This story can serve as a metaphor for immigration: While working in Nairobi, my Ghanaian friends Sam and Paulina Atiemo bought a modest row house in a middle-class Kenyan neighborhood. The house gave them a postage-stamp garden and plenty of room for their children and guests. The only drawback was that over their back wall was a railroad line, and beyond it the huge, depressing slum called Kibera, a warren of makeshift houses. Kibera is the kind of slum you see pictured on television specials about Third World poverty.
Kibera was growing. Soon entrepreneurs began to sell produce in the open area behind the Atiemos' wall. Eventually they replaced their improvised stands with tin-roofed shacks, which used the Atiemos' wall as their back wall and main support. The wall, like that of all the Atiemos' middle-class neighbors, was topped with shards of broken glass, to keep thieves out. The wall was high, and the Atiemos could not see the entrepreneurs—from their second-story window they could only see their roofs—but they could hear their radios and their conversation. And they could talk to them through a hole at the base of the wall.

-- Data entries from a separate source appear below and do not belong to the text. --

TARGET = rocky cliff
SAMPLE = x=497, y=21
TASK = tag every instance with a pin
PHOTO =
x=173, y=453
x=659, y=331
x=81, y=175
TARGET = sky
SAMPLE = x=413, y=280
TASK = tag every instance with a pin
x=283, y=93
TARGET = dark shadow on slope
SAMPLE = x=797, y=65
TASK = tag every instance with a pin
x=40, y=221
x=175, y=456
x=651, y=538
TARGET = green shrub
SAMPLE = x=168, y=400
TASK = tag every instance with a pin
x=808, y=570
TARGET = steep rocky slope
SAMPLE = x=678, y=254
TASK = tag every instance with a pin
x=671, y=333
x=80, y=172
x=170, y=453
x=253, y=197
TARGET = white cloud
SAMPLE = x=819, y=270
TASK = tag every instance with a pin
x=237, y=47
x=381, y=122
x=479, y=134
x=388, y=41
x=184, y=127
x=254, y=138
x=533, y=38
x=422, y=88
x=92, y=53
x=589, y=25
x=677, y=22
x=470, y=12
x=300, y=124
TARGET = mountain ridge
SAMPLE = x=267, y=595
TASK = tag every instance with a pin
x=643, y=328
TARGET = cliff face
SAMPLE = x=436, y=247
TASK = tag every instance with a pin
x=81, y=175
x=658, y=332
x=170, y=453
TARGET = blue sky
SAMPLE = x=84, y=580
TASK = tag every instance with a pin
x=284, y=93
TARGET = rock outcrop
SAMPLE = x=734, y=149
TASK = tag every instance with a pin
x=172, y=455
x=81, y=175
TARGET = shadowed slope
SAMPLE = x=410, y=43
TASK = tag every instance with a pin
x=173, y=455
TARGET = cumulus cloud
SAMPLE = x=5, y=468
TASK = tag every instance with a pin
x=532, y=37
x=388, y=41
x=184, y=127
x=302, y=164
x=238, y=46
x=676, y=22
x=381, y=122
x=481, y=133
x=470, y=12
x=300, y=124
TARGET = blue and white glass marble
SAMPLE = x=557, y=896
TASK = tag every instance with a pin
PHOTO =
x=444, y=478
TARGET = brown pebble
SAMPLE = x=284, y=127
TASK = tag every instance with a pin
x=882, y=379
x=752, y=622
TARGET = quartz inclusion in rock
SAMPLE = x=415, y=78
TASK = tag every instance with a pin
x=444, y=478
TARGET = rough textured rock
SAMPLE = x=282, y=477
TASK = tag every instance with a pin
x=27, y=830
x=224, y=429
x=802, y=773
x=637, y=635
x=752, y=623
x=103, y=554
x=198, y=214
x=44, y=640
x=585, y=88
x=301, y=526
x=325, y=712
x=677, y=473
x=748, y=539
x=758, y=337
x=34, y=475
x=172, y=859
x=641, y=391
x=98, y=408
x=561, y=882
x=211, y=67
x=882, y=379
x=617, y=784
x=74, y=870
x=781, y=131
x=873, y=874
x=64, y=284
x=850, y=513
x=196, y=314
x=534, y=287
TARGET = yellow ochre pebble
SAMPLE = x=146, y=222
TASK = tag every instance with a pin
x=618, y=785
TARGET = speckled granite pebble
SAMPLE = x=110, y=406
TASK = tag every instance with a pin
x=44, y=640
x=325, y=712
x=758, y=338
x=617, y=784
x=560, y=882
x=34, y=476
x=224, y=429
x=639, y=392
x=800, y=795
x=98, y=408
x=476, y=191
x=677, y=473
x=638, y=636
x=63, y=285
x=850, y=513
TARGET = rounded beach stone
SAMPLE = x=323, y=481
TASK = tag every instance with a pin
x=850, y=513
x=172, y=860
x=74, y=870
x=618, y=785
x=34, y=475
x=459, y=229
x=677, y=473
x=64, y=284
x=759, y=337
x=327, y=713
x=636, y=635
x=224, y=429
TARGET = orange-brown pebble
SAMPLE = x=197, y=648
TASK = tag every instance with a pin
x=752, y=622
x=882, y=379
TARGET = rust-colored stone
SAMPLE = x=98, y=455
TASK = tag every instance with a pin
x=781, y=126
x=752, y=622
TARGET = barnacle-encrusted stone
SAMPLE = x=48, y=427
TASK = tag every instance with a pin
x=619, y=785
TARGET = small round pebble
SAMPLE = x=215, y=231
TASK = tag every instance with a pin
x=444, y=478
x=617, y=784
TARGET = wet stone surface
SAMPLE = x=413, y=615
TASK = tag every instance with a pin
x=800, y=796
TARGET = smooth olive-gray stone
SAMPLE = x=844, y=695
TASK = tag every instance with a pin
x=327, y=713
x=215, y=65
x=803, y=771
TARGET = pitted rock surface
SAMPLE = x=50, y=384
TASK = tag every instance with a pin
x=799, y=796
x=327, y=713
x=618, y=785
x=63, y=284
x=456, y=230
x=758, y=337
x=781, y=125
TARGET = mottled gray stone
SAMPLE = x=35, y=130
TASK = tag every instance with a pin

The Atiemos' house was designed so that washing water flushed out an open drain and through that small hole in the wall. It had worked well when there was free space beyond. Now, however, the occupants of that space objected. "At least let us know before you throw out your washwater," they asked, "so we can move our produce." For some time the Atiemos did so. Then one day they discovered that someone had cemented up the hole. They chipped it open so their water could drain, but soon it had been cemented up again. After that, the washing water had to stand in their back yard.